Questions that might at first blush seem banal may have illuminating answers from an evolutionary perspective. Why do we have a utility function, for example? Perhaps because it permits a plastic response by an individual to circumstances that are unusual or even novel in our evolutionary history. Think of Mother Nature as a principal, a puppeteer, who knows the fitness consequences of various outcomes, say. Nature wishes to enhance the evolutionary success of the individual, the agent, the puppet, where this individual also has some local information. This local information might be about the probabilities with which these outcomes occur in various gambles, say. An evolutionary strategy that fixes an appropriate hedonic scoring system for the outcomes within the agent and then devolves autonomy onto the agent permits the agent to blend together the two components–outcomes and probabilities. In the end, the agent chooses the optimal gamble in a flexible and optimal way, endowed with free will, but bound in an hedonic straitjacket.
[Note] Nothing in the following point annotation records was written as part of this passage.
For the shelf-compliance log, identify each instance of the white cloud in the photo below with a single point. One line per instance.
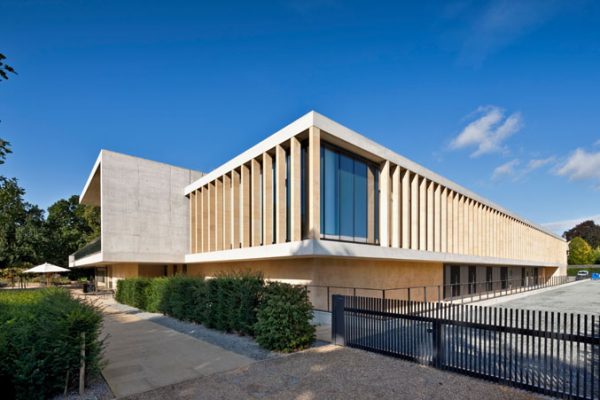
(511, 168)
(539, 163)
(488, 132)
(560, 227)
(506, 169)
(581, 165)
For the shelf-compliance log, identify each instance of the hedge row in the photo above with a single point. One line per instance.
(40, 342)
(277, 314)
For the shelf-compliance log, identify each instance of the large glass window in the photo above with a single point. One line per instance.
(345, 208)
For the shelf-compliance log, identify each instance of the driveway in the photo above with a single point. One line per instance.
(143, 355)
(332, 372)
(579, 298)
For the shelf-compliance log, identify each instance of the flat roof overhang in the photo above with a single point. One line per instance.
(328, 248)
(91, 192)
(345, 137)
(104, 257)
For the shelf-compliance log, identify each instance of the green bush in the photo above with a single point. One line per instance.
(278, 315)
(40, 342)
(232, 301)
(132, 291)
(283, 318)
(184, 298)
(156, 290)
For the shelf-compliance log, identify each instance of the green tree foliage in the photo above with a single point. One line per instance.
(28, 238)
(596, 255)
(40, 342)
(587, 230)
(4, 150)
(70, 226)
(580, 252)
(22, 231)
(5, 69)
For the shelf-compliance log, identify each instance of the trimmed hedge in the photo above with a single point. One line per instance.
(132, 291)
(284, 317)
(40, 342)
(229, 303)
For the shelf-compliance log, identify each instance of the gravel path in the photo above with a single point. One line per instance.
(332, 372)
(242, 345)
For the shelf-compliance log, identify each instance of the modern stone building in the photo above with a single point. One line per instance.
(314, 204)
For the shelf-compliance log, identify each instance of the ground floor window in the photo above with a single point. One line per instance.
(460, 280)
(101, 275)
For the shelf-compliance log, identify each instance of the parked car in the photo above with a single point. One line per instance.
(583, 274)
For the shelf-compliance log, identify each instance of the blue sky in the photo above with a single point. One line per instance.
(499, 96)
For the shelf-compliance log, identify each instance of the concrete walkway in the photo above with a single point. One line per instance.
(142, 355)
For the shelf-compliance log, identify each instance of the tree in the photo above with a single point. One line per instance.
(22, 230)
(580, 252)
(5, 69)
(596, 255)
(587, 230)
(4, 150)
(70, 226)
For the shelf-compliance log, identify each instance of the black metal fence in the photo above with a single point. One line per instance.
(552, 353)
(320, 295)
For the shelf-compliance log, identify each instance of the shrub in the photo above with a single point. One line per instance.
(278, 315)
(184, 298)
(132, 291)
(40, 342)
(283, 318)
(231, 302)
(156, 292)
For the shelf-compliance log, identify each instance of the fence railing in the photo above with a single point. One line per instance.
(552, 353)
(320, 295)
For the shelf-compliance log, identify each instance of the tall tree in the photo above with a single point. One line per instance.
(5, 71)
(580, 252)
(587, 230)
(22, 230)
(4, 150)
(70, 226)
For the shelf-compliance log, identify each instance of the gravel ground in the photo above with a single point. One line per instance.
(243, 345)
(332, 372)
(96, 390)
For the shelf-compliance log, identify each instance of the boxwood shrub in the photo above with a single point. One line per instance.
(277, 314)
(283, 318)
(132, 291)
(40, 342)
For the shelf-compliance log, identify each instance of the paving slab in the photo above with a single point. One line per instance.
(142, 355)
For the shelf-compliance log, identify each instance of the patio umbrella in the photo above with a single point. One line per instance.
(46, 268)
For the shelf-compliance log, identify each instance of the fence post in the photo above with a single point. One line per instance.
(338, 335)
(437, 342)
(82, 365)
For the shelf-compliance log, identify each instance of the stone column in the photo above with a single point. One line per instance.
(280, 195)
(295, 190)
(267, 199)
(314, 182)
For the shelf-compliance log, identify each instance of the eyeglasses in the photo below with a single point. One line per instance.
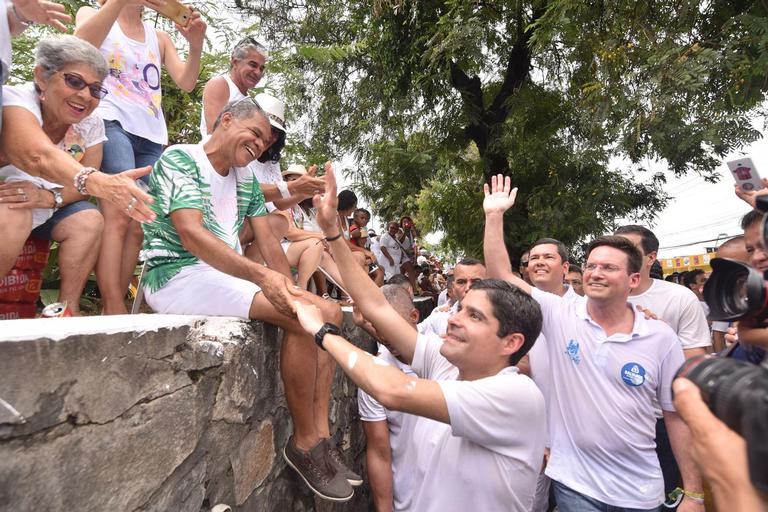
(77, 83)
(607, 268)
(251, 41)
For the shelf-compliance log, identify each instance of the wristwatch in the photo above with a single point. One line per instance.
(58, 199)
(327, 328)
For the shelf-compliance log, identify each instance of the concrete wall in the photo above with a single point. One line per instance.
(154, 412)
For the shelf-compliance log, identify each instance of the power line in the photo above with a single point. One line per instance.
(726, 237)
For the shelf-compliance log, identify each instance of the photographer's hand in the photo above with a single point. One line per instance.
(719, 452)
(750, 196)
(753, 332)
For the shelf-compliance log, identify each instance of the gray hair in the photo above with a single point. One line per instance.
(54, 53)
(248, 44)
(244, 108)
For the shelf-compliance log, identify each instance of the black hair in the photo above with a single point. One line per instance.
(516, 311)
(347, 199)
(469, 262)
(648, 240)
(657, 272)
(634, 257)
(689, 277)
(562, 250)
(748, 220)
(272, 153)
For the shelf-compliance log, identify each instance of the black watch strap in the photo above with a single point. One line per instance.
(327, 328)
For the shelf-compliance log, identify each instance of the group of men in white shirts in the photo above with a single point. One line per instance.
(474, 429)
(604, 369)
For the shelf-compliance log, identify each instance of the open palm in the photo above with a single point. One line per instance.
(500, 196)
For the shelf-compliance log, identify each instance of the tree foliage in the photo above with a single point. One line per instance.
(434, 96)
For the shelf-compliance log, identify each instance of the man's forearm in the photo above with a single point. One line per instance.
(495, 252)
(497, 262)
(273, 254)
(679, 435)
(360, 287)
(208, 248)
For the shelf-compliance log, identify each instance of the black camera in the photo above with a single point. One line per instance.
(737, 393)
(735, 290)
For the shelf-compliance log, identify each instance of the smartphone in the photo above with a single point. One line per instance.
(745, 174)
(176, 11)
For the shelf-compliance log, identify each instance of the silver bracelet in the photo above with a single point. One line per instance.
(81, 178)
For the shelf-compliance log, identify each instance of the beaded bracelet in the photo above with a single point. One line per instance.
(21, 19)
(81, 178)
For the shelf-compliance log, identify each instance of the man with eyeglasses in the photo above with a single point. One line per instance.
(608, 364)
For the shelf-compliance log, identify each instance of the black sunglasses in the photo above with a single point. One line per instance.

To ask: Why do we value food, warmth, even of the intelligent and well-educated is to invite incredulity. “What are you, stupid? If we lack those, we will die and have no offspring. Aren’t you into biology?” But if utility is the solution to this principal-agent problem, and we credit ourselves with the requisite intelligence, then why would the optimal utility not simply be offspring? Why wouldn’t the optimal evolutionary strategy not set offspring as utility and then leave it to the intelligent and autonomous agent to figure out that it would be a good idea to eat to further this goal. Sex would seem messy and awkward, but it would have to be endured too. For the kids.
Again the reason why utility has as arguments goods that are intermediate to the production of offspring, as clearly it must in reality, might be that Nature has information that the individual lacks. Although there are, in principle, be other ways of conveying this information, as a matter perhaps of historical accident, Nature has come to whisper in your ear “Don’t think about it, just eat that cheesecake, bask in the sun, smile at that pretty girl…”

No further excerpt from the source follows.